Notional Interest Deduction (NID) Rules
By virtue of Legal Notice 37 of 2018, the Maltese government introduced the Notional Interest Deduction (NID) Rules. Traditionally, businesses operating in Malta finance their operation via debt, given that interest is a deductible taxable expense. On the other hand, equity funded business do not have a corresponding deduction and hence the NID aims to equate the tax treatment of debt and equity by allowing the deduction of a notional interest over equity.
The amount of notional interest available for deduction is calculated annually on the amount of risk capital. Adherence to the NID Rules is optional and undertakings claiming the NID should not be able to benefit from the refundable tax credit system on the same profits.
The interest on risk capital is calculated by multiplying the reference rate, which represents the risk-free rate set by reference to the yield to maturity on Malta Government Stocks with a remaining term of approximately 20 years plus a premium of 5%; and the risk capital of the undertaking for the accounting period ending in the year preceding the year of assessment less any risk capital directly employed in the form of securities, interest in a partnership, contributions and any other loans or debts that do not bear interest that the undertaking holds in or provides to any person that is:
- Not employed by the undertaking in producing any income in the year, which if produced could have been exempt from income tax; or
- Employed in producing income for the year which is exempt from income tax.
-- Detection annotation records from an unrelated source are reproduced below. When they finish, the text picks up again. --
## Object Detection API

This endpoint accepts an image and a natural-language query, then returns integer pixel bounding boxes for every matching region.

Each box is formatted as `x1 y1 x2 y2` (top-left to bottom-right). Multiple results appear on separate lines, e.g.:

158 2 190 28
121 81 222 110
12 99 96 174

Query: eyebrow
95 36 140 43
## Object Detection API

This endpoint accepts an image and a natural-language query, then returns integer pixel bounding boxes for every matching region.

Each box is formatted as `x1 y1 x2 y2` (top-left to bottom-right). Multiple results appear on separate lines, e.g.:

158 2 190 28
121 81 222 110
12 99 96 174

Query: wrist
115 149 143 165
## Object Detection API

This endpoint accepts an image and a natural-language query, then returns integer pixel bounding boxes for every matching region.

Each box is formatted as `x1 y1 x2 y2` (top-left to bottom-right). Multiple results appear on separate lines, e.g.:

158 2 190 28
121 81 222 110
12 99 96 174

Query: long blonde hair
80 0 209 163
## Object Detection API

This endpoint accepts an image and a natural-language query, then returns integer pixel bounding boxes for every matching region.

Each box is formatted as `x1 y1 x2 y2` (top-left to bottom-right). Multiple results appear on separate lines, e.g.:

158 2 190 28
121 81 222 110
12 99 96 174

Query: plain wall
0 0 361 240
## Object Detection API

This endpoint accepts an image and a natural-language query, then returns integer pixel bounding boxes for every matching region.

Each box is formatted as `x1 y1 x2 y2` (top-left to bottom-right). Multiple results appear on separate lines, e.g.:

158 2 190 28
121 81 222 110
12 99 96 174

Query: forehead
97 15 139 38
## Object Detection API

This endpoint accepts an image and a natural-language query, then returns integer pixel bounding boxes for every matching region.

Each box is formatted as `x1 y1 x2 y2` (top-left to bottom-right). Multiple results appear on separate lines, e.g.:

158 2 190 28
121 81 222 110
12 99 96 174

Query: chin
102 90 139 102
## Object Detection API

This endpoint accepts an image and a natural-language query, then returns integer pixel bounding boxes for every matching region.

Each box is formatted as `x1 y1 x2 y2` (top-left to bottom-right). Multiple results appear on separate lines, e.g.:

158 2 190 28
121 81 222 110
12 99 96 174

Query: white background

The NID to be utilised by the undertaking in any particular year of assessment would be limited to a maximum of 90% of the chargeable income of the company for the year which (in the absence of the NID) would have been allocated to the Maltese Taxed Account (MTA) or Foreign Income Account (FIA) in full. Any NID which is claimed but not utilised in a year of assessment may be carried forward for utilisation in the subsequent year/s of assessment. The remaining chargeable income is subject to tax at the standard applicable rates. The Rules also contain an anti-abuse conditions to deter any abuse of such deduction.